Cette réponse l’irrita, et pour la première fois je la vis courroucée contre moi. — Vous ne m’aimez pas, dit-elle ; vous admettez l’idée que votre amour peut fondre comme une première neige. Qu’est-ce donc pour vous que d’aimer ? Rien ou presque rien ! Vous parlez de passer, en un jour, de l’adoration au mépris, comme de changer votre vêtement d’été pour un vêtement d’hiver ! C’est donc comme cela qu’on entend l’affection quand on est philosophe ? On se trace un plan, on établit une loi, et hors de là il n’y a point le moindre écart possible. Si l’on n’a pas pour compagne une femme sans défauts, un autre soi-même, on ne la tue pas dans un accès de colère… oh non ! on n’est pas assez ému pour cela ! on la tue dans son estime et dès lors dans son cœur. Allons ! une pelletée de terre sur ce cadavre, et tout est dit ! Eh bien ! je trouve cela horrible, et j’aimais mieux l’éternelle brusquerie, l’éternel reproche et l’éternel pardon de mon pauvre Jean. Il n’avait pas d’orgueil, lui, et quand je le contrariais, il me contrariait aussi ; nous étions quittes.

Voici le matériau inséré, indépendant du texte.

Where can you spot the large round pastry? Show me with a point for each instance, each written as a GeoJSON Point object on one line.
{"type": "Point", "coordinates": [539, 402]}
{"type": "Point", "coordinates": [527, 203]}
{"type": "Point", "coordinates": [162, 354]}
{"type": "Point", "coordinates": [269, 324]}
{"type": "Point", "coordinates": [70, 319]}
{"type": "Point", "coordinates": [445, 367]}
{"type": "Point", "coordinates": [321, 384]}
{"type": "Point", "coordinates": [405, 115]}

Elle sortit sans vouloir m’entendre, et s’en alla, en pleine nuit, pleurer sur la tombe de Jean. Ainsi Tonino absent était encore l’obstacle à notre mutuelle confiance. Son nom ne pouvait revenir entre nous, l’idée même d’un rapprochement de quelques jours ne pouvait être évoquée sans donner Heu à une querelle sérieuse et sans ébranler de fond en comble l’édifice de notre bonheur ! Après tant d’efforts sincèrement tentés de part et d’autre pour fonder et consolider ce grand ouvrage, le résultat était mortellement triste.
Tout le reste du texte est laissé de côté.